In all non-error circumstances, this returns the single value result of the expression and parameters given. e.g., if the expression is "1 + 1", this will return 2.0. e.g., if the expression is "foo + 1" and parameters contains "foo" = 2, this will return 3.0
func (EvaluableExpression) Evaluate ¶
func (this EvaluableExpression) Evaluate(parameters map[string]interface{}) (interface{}, error)
Same as `Eval`, but automatically wraps a map of parameters into a `govalute.Parameters` structure.
func (EvaluableExpression) String ¶
func (this EvaluableExpression) String() string
Returns the original expression used to create this EvaluableExpression.
func (EvaluableExpression) ToSQLQuery ¶
func (this EvaluableExpression) ToSQLQuery() (string, error)
Returns a string representing this expression as if it were written in SQL. This function assumes that all parameters exist within the same table, and that the table essentially represents a serialized object of some sort (e.g., hibernate). If your data model is more normalized, you may need to consider iterating through each actual token given by `Tokens()` to create your query.
Boolean values are considered to be "1" for true, "0" for false.
Times are formatted according to this.QueryDateFormat.
func (EvaluableExpression) Tokens ¶
func (this EvaluableExpression) Tokens() []ExpressionToken
Returns an array representing the ExpressionTokens that make up this expression.
type ExpressionToken ¶
type ExpressionToken struct { Kind TokenKind Value interface{} }
Represents a single parsed token.
type MapParameters ¶
type MapParameters map[string]interface{}
MapParameters is an implementation of the Parameters interface using a map.
func (MapParameters) Get ¶
func (p MapParameters) Get(name string) (interface{}, error)
Get implemetns the method from Parameters
type OperatorSymbol ¶
type OperatorSymbol int
Represents the valid symbols for operators.
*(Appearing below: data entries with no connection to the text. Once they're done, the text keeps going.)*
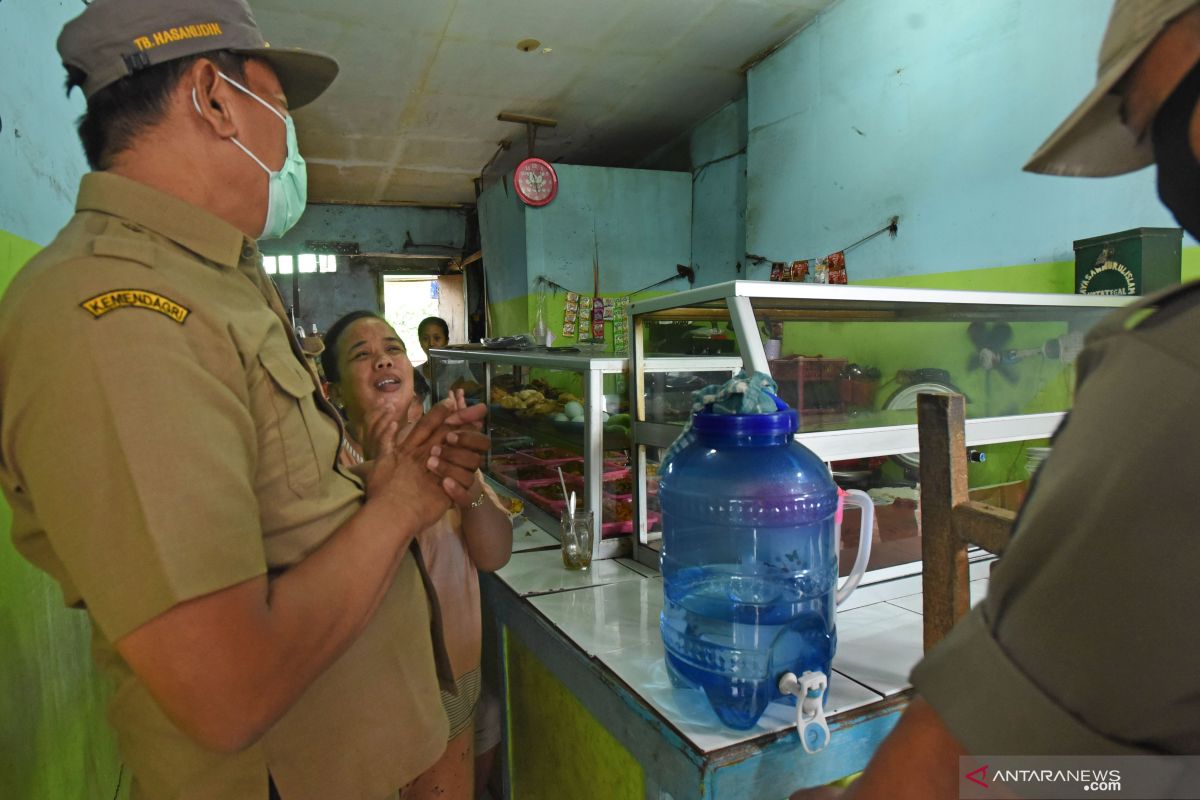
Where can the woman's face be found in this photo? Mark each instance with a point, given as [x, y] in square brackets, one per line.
[375, 371]
[431, 336]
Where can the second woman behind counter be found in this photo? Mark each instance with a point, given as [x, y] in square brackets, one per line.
[366, 366]
[435, 332]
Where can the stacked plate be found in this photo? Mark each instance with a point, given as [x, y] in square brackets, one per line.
[1033, 458]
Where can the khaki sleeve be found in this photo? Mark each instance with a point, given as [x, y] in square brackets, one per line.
[131, 435]
[1083, 643]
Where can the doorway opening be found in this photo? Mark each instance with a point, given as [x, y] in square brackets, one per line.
[408, 299]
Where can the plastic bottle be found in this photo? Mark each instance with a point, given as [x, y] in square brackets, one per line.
[749, 560]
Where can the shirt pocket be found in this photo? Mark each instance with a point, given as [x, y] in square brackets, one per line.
[293, 407]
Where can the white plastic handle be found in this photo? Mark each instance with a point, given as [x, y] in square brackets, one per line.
[810, 723]
[863, 500]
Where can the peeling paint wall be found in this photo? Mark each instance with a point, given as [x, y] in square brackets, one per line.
[325, 296]
[928, 109]
[636, 222]
[54, 741]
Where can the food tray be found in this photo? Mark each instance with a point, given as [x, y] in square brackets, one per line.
[549, 456]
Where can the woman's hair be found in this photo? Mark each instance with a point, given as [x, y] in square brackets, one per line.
[329, 356]
[435, 320]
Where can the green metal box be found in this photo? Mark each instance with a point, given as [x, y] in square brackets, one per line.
[1137, 262]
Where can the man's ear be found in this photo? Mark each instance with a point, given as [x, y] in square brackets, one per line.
[213, 97]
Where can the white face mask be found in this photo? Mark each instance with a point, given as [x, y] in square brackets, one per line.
[288, 186]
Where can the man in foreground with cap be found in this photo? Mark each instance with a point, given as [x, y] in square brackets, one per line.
[1080, 645]
[168, 461]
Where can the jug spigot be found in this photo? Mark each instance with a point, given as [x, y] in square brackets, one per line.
[809, 692]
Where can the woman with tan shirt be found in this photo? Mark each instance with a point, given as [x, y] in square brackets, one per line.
[367, 370]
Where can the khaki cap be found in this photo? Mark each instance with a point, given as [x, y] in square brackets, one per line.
[1093, 140]
[114, 38]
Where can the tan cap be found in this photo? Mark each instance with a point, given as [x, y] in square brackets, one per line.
[1093, 140]
[114, 38]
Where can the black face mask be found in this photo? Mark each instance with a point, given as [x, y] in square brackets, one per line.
[1179, 170]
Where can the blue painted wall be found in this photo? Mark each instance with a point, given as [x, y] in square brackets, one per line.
[377, 229]
[718, 162]
[928, 109]
[502, 233]
[636, 222]
[54, 741]
[41, 158]
[325, 296]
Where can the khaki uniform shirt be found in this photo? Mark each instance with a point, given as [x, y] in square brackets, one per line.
[1085, 643]
[161, 440]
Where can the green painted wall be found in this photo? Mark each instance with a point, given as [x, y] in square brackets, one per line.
[546, 725]
[54, 741]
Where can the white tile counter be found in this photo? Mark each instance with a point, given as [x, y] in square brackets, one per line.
[611, 613]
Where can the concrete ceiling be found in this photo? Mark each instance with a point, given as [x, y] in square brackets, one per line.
[412, 116]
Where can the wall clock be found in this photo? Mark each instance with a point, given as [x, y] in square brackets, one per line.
[535, 181]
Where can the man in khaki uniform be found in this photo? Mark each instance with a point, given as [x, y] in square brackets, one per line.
[1084, 643]
[168, 461]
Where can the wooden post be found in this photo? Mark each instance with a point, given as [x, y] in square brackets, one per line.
[943, 485]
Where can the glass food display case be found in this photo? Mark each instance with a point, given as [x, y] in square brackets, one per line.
[852, 360]
[550, 411]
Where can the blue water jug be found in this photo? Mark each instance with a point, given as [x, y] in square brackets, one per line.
[750, 527]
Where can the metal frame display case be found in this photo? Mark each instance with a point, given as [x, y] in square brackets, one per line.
[833, 352]
[528, 438]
const ( EQ OperatorSymbol = iota NEQ GT LT GTE LTE REQ NREQ AND OR PLUS MINUS MULTIPLY DIVIDE MODULUS EXPONENT NEGATE INVERT TERNARY_TRUE TERNARY_FALSE )
func (OperatorSymbol) IsModifierType ¶
func (this OperatorSymbol) IsModifierType(candidate []OperatorSymbol) bool
Returns true if this operator is contained by the given array of candidate symbols. False otherwise.
type Parameters ¶
type Parameters interface { // Get gets the parameter of the given name Get(name string) (interface{}, error) }
Parameters is a collection of named parameters that are accessible via the Get method.